Advisor Perspectives welcomes guest contributions. The views presented here do not necessarily represent those of Advisor Perspectives.
In the movie series The Matrix, there’s a scene where characters have a vast selection of doors in a long white hallway. Entering a door allows them to jump to any other place within the Matrix, instantly.
As a financial advisor looking to jump to independence as an RIA, you have a set of doors before you as well. Your choices, however, aren’t found in an endless hallway with limitless possibilities. You have two doors that lead to independence.
Behind one of the doors, you can build a new RIA. Behind the other, you can join an existing one.
Which should you choose?
The path to becoming an RIA for breakaway advisors
Building an RIA or joining one is a huge career decision, and it’s not one that any advisor should approach without due diligence and taking a variety of viewpoints under consideration.
You can go to an institutional custodial platform as a breakaway advisor to get support toward building your own firm so you can own and control everything you do, plus create enterprise value.
However, there’s a second path – one that’s perfect for advisors who want to pursue the RIA path and enjoy more freedom with clients, but without the burden of owning everything that comes with a business.
Whichever way you go, breaking away untaps much more significant value in your client relationships than staying in a captive environment.
With that said, I’ll lay out the full pros and cons for building or joining to help you think about which decision is right for you.
The pros and cons of building an RIA
The pros
This side of the list is simple: You’re in control.
You get to pick your institutional partners, technology, fee structure, and how you service clients. How you market and communicate is in your hands – as is your company name, colors, and entire brand image.
If you want to be at the head of the whole thing, you don’t need to know anything else.
The cons
Even if you want to be in control, you have to go into the situation with clear eyes. There are several distractions – from technology to compliance and more – that you’ll have as a business owner that may take your attention away from clients and require your eyes on your business instead.
Two other cons to be aware of relate to your clients and bargaining power. If you were previously employed by a big-name wirehouse, clients may be hesitant to join your untested new firm.
And depending on how many assets you intend to bring with you, you may have little to no leverage with institutional partners and find it difficult at first to find the dedicated support you’d like to receive.
The pros and cons of joining an RIA
The pros
Joining an existing RIA is the path of least resistance to independence and doesn’t require the same amount or weight of decision-making that building an RIA does. There’s no technology to select, no operational processes to create – they’re typically done and ready for you to plug into.
From a client-retention perspective, it may be easier to convince clients to join you at an established firm rather than a brand-new startup. And especially if you join a larger RIA, that firm may already receive preferential pricing that ultimately benefits your clients.

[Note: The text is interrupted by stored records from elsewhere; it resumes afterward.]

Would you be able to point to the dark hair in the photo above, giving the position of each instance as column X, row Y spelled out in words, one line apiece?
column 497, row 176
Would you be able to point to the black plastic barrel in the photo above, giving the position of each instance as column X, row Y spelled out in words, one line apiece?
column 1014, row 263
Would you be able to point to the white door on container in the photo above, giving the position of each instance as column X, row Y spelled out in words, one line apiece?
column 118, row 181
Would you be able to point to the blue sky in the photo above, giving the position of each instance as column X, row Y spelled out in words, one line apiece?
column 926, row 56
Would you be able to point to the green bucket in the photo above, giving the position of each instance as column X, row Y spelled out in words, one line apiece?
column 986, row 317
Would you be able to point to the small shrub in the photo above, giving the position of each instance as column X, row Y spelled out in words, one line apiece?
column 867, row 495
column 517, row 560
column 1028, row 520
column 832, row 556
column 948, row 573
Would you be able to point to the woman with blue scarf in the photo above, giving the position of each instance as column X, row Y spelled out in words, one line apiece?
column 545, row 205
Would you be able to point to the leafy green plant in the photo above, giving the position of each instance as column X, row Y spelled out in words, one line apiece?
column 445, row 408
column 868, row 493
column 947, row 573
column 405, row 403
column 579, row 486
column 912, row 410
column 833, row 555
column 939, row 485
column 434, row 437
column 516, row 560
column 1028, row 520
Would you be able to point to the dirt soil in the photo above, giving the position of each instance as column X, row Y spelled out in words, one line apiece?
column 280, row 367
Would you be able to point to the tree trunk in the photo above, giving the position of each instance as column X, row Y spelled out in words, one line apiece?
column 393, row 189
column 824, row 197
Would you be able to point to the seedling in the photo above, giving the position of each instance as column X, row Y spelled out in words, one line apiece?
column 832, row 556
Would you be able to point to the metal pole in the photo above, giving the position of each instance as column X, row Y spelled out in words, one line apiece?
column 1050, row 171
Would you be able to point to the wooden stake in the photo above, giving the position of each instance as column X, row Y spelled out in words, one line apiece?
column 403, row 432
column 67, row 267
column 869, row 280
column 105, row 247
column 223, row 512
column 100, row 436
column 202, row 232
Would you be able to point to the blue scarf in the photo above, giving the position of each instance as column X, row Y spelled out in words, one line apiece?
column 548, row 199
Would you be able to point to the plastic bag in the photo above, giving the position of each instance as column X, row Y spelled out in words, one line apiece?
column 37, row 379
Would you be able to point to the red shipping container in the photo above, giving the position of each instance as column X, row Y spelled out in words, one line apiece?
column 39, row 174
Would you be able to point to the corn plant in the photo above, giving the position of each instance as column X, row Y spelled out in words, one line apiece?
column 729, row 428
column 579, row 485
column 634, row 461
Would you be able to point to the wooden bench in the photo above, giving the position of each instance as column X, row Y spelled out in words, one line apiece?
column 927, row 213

The income you can receive, a question relevant to many if not most advisors, can also be comparable to joining an existing firm as opposed to building your own and being responsible for the many expenses of running a business.
The cons
While the setup is done for you, you also can’t typically change what’s been done, so you have to take it or leave it. As part of that, you likely will have to adjust the way you do business to fit your new company’s existing structure.
You don’t get to choose your technology, nor do you have a say in firm decisions because you won’t be an owner.
And because you aren’t an owner, you also aren’t building equity in the business (unless the firm offers it to you to join, of course).
Making the right decision
There are two doors, and most advisors will only open one in their lifetime. Sure, there may be some who go through one door, then come back to the hallway to try the other, but that’s rare.
To make the right choice of joining or forming an RIA, you need to have discussions with those close to you and do self-analysis to identify what’s most important. If you don’t have that driving entrepreneurial spirit and belief in yourself, joining an existing RIA will be the better decision than building on your own.
Only you can make the right choice. Whichever it is, be sure that part of your decision-making process includes thinking about what will serve your clients best. As their fiduciary advisor, they deserve that from you.
Ryan Shanks is co-founder and CEO of FA Match, a Longmeadow, Massachusetts-based recruitment platform for advisors.